Author: Blue Balliett
Release date: Sept. 1, 2010
Publisher: Scholastic, 320 pages
A boy in a small town who has a different way of seeing.
A mischievous girl who doesn’t belong.
A mysterious notebook .
These are some of the things you’ll find within The Danger Box, the new mystery from bestselling author Blue Balliett. (Goodreads)
Zoomy is a secret — a child left on his grandparent’s doorstep as an infant and may never know his mother. But his grandparents have raised him with love and at 12-years-old he’s bright and caring. He’s also near-legally blind and extremely sensitive to change – either through OCD and Asperger’s. He manages his days with a compulsive need to make lists – which connects him to Darwin – and his grandmother’s colloquialisms. He treasures secrets.

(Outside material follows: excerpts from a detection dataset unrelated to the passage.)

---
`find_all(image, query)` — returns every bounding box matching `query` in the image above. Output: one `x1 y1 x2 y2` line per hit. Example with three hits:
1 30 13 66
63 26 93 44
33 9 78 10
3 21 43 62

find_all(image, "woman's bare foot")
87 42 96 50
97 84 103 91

“The Danger Box” is about an original, priceless Charles Darwin manuscript that gets left behind by Zoomy’s absent father and attracts the good and the bad. Zoomy is on a quest to find out, first, who’s it is and to make the right choices on how to return it — without putting his family in danger. He’s helped by new friend Lorrol, dubbed Firecracker Girl, who aspires to be an investigative journalist. She is his first friend and they are a match made in heaven. Together they dive headlong into Darwin history and even produce a mysterious newspaper. It’s a great little caper from an original and charming point of view, even when the action lags a little in the middle.
Similar to “The Calder Game” and “Chasing Vermeer,” author Blue Balliett centers her story around a historical figure, this time Darwin. It’s this examination of artists and thinkers by 12-year-olds that draws me into her books (and I’ve read them all). The questions they ask and what they find interesting and exciting is different from what we’ve learned in a dry textbook; they turn into new, more-rounded figures.
Another theme in Balliett’s writing is kid empowerment. Her young characters make big discoveries through research that enable them to solve the different mysteries and secrets in their lives. It’s great to see a smart 12-year-old boy named Zoomy make these discoveries, regardless of disabilities. Territory new to Balliett’s books.